Pelajar yang lolos seleksi tingkat Nasional adalah Rahdisty Syawalia Yogi, siswi kelas X SMAN 17 Kota Surabaya. Warga Kutisari Indah Utara Surabaya ini akan bertugas sebagai Paskibraka pada HUT ke-79 Bangsa Indonesia di Ibu Kota Nusantara (IKN), Kabupaten Penajam Paser Utara, Kalimantan Timur.
Sementara itu, dua pelajar yang lolos seleksi tingkat Provinsi Jawa Timur adalah Felicia Angel Siada dari SMA Petra 3 Surabaya dan Muhammad Naufal Azka dari SMAIT Al Uswah Surabaya.
Secara khusus, Wali Kota Surabaya Eri Cahyadi memberikan arahan sekaligus apresiasi kepada mereka.
“Saya titip kepada adik-adik semua, ini adalah momen yang tidak semua orang bisa merasakan. Adik-adik ini adalah orang-orang pilihan, satu langkah ke depan siap menjadi seorang pemimpin,” ujar Eri Cahyadi, dikutip Sabtu (13/7/2024).

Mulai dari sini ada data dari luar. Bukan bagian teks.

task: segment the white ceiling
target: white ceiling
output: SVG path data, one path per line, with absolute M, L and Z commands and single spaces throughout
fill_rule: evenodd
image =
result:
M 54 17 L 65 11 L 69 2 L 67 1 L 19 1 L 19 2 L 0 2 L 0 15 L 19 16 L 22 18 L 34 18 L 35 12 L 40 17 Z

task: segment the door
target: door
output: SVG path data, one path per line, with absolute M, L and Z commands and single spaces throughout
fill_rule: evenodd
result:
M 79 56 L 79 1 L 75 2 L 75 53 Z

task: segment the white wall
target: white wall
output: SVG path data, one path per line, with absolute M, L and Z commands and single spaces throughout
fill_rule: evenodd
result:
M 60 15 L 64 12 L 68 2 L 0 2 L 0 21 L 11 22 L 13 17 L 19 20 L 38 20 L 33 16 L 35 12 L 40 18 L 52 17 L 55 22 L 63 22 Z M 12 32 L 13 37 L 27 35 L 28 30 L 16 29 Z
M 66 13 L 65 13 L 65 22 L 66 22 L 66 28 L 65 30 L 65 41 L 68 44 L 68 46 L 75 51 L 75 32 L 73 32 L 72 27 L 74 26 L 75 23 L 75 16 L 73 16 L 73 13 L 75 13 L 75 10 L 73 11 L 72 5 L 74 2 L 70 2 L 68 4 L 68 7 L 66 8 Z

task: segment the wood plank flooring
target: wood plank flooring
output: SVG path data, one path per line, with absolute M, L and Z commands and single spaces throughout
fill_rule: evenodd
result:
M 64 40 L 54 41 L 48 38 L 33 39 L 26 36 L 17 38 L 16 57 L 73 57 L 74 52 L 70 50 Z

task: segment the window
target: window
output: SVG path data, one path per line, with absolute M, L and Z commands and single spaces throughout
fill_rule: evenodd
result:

Menurut dia, seorang Paskibraka adalah calon pemimpin bangsa di masa depan. Melalui pendidikan Paskibraka, mereka diajarkan tentang kedisiplinan dan hidup gotong-royong.
“Kenapa dikatakan hidup gotong-royong? Karena ketika memiliki formasi 17-8-45, jika tidak ada gotong-royong, satu kesalahan saja akan merusak semuanya. Maka di sini dibutuhkan kerjasama yang kuat,” jelasnya.

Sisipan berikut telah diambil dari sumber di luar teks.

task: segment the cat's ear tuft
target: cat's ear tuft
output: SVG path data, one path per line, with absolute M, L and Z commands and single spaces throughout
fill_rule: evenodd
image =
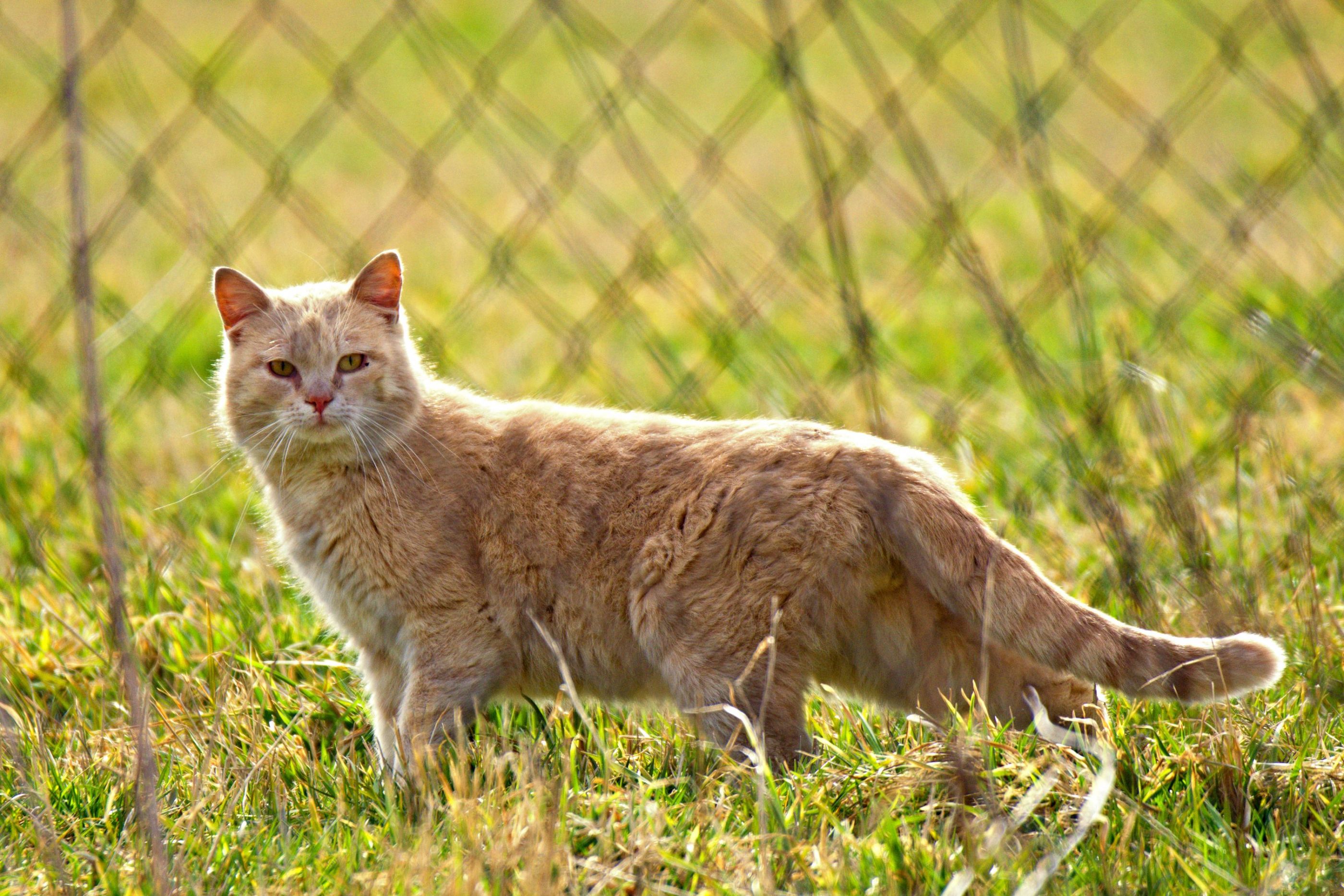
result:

Wali Kota Eri juga berpesan kepada ketiga pelajar agar tetap menjaga kerjasama yang baik setelah selesai menjadi Paskibraka dan kembali ke sekolah atau masyarakat.
“Karena hidup tanpa kerjasama itu akan sia-sia,” tambahnya.

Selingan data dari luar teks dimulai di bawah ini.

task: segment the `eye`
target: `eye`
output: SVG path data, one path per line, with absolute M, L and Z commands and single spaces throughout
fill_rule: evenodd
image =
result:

Setelah selesai menjadi Paskibraka, Eri berharap para pelajar itu tetap rendah hati dan tidak sombong. Sebab, ketiga pelajar ini satu langkah menjadi pemimpin mengalahkan teman-teman mereka yang ada di sekolahnya masing-masing.
“Jadi tolong pertahankan itu. Tidak ada rasa sombong, tidak ada rasa angkuh, tidak ada rasa paling hebat, dan tidak ada rasa tidak menghormati. Saya titip semua itu,” pesan dia.